I have always been a sucker for the Estuary. And Essex, my county of birth and childhood, has plenty of them. We were staying near Tollesbury, in the most charming and tiny one bedroom cottage, which the even more charming owner allowed us the complete run of, because she had a small "lodge" half way down her garden, in which she spent the evenings and in which she slept. So bed and breakfast became cottage and breakfast.
By going to the end of her lane to the crossroads and turning right, you go towards the lovely West Mersea, or by turning left, Heybridge Basin and Maldon.
Firstly, we turned right and went to West Mersea.

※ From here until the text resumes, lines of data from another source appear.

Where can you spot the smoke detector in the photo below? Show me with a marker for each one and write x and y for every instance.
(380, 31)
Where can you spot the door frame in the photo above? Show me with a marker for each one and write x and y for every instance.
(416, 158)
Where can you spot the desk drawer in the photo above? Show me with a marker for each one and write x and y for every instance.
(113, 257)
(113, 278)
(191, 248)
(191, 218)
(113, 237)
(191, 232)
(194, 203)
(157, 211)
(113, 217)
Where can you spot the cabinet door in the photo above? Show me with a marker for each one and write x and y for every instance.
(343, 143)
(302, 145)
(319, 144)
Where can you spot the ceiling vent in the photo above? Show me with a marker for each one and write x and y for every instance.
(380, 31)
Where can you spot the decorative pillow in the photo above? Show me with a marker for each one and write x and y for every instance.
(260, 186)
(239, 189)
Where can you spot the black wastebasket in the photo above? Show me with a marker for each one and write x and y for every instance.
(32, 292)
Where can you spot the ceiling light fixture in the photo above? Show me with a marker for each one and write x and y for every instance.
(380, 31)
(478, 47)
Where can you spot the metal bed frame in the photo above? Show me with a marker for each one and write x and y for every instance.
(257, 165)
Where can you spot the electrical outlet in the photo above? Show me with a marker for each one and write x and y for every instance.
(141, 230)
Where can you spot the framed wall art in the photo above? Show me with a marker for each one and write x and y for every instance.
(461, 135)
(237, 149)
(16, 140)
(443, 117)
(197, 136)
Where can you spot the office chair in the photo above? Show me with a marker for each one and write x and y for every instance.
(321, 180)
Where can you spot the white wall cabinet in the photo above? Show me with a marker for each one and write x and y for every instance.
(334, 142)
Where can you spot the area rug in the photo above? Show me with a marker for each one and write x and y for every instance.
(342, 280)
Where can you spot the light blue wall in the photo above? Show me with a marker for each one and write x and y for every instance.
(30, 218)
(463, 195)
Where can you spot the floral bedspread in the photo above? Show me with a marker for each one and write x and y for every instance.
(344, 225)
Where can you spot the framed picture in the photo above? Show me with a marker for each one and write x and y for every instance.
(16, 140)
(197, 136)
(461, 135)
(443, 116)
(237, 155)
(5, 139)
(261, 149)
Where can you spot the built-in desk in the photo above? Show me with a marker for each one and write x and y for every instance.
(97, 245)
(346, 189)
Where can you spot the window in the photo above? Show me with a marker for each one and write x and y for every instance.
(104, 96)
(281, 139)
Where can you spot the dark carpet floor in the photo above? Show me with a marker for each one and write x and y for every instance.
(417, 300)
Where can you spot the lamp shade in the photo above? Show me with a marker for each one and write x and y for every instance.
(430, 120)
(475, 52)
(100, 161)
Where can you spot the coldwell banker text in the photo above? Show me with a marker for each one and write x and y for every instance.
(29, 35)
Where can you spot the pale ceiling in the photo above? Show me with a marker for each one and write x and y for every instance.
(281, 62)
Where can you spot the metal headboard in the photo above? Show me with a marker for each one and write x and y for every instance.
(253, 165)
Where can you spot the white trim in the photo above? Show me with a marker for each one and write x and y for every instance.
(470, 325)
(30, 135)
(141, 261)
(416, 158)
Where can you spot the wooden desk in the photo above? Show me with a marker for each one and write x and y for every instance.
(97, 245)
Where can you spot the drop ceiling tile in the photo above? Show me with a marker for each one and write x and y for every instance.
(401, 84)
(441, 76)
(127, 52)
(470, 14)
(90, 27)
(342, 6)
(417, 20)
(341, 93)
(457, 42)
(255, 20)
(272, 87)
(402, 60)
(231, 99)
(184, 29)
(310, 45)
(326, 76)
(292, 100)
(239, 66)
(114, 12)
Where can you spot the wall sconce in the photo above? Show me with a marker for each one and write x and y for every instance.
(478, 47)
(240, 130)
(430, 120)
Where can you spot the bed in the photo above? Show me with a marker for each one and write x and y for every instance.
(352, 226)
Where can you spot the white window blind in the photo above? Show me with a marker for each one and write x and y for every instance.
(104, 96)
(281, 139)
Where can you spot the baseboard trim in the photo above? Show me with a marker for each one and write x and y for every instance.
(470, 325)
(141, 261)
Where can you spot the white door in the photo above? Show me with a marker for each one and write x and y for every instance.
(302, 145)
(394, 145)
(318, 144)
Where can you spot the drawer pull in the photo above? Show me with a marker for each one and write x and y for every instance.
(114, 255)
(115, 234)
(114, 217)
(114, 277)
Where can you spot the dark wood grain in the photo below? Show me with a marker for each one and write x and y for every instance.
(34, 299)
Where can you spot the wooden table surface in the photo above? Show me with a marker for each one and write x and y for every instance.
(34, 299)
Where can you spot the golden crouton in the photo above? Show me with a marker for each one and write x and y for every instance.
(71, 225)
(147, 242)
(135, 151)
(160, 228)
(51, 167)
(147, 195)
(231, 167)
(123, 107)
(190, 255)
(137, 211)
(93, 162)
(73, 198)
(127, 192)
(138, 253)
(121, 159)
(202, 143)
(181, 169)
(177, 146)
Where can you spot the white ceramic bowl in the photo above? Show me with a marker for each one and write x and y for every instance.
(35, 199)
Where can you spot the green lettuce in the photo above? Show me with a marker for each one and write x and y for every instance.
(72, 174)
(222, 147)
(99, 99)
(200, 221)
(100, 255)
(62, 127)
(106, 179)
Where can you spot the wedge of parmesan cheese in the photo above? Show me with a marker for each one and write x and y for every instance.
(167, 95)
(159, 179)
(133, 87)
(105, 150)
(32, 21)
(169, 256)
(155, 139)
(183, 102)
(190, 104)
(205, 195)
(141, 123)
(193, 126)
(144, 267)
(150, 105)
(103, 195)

I have been to Mersea island many times and was delighted to find that The Blackwater Pearl cafe was still there, largely unchanged, so we parked up and had a toasted teacake and a cuppa there, where the cleaner girl told us which of the two main establishments we should trust for fresh seafood. As her Dad and brother were local oystermen, we figured she'd know. Not that we wanted oysters, you understand. If I wanted to swallow snot covered school rubbers and tabasco sauce I could do it much cheaper. But a bit of dressed crab is always welcome and my good lady loves her cockles.
Later that day we had a look at Heybridge Basin, an old boaty haunt of mine since the days when I lived aboard a Victorian cutter at Burnham-on-Crouch. It is less relentlessly boaty these days almost inevitably, but the Ship Inn and the Jolly Sailors are still there, so a pint was in order in the Ship.
After our drink I strolled up on the sea wall for a gander and to my surprise a large ship came up the river from the sea. It turned out to be a large tug, a small tug and a floating platform between them, which had been hired for the day for some operation at Clacton, up the coast.
It made an interesting counterpoint to the sailing barge which plies its trade in the trip game these days.
Old and new
Maldon is to the right of the above shots, but when we went there, we found no available parking place, so wended our way back to the "digs" via a very good Indian restaurant in Tolleshunt D'arcy.
And so the week progressed with visits to old friends, one of whom, my dear old pal Jimi, I hadn't seen in over 20 years as we'd always just missed each other. Jimi is seriously affected by Cerebral Palsy, but whilst his speech and movement are difficult, his brain is sharp as a needle. He has top qualifications in electronics design and a passion for the rock band, Hawkwind, which he combines when they tour to programme synths, design light shows and even sing backing! When he sings, his speech is much clearer. Anyway he was delighted to see us after all this time and we spent a wonderful couple of hours reliving old adventures. Jimi was a regular on my boat Vanity when I lived the other end of town and we'd talk deep into the night.
We also went to North Fambridge, because I never have, despite living so close for long. Well, there's not much there, but a couple of interesting old buildings, the distant one being my kind of hideaway.
I would LOVE to live here!
On Thursday, we went to Maldon's Promenade Park to see what all the fuss was about. Not easy to find, it is a delightful Edwardian park. We stopped by the model boating pool to eat a cream cake, when I realised what was in this very unremarkable place, behind us in the car park, having a photo shoot done.
Now, come on, what were the odds of that? A genuine Lamborghini Miura S, the only truly good looking Lambo. Rare as rocking horse poo and worth, what...a quarter of a million or more? In Maldon Park on a Thursday afternoon.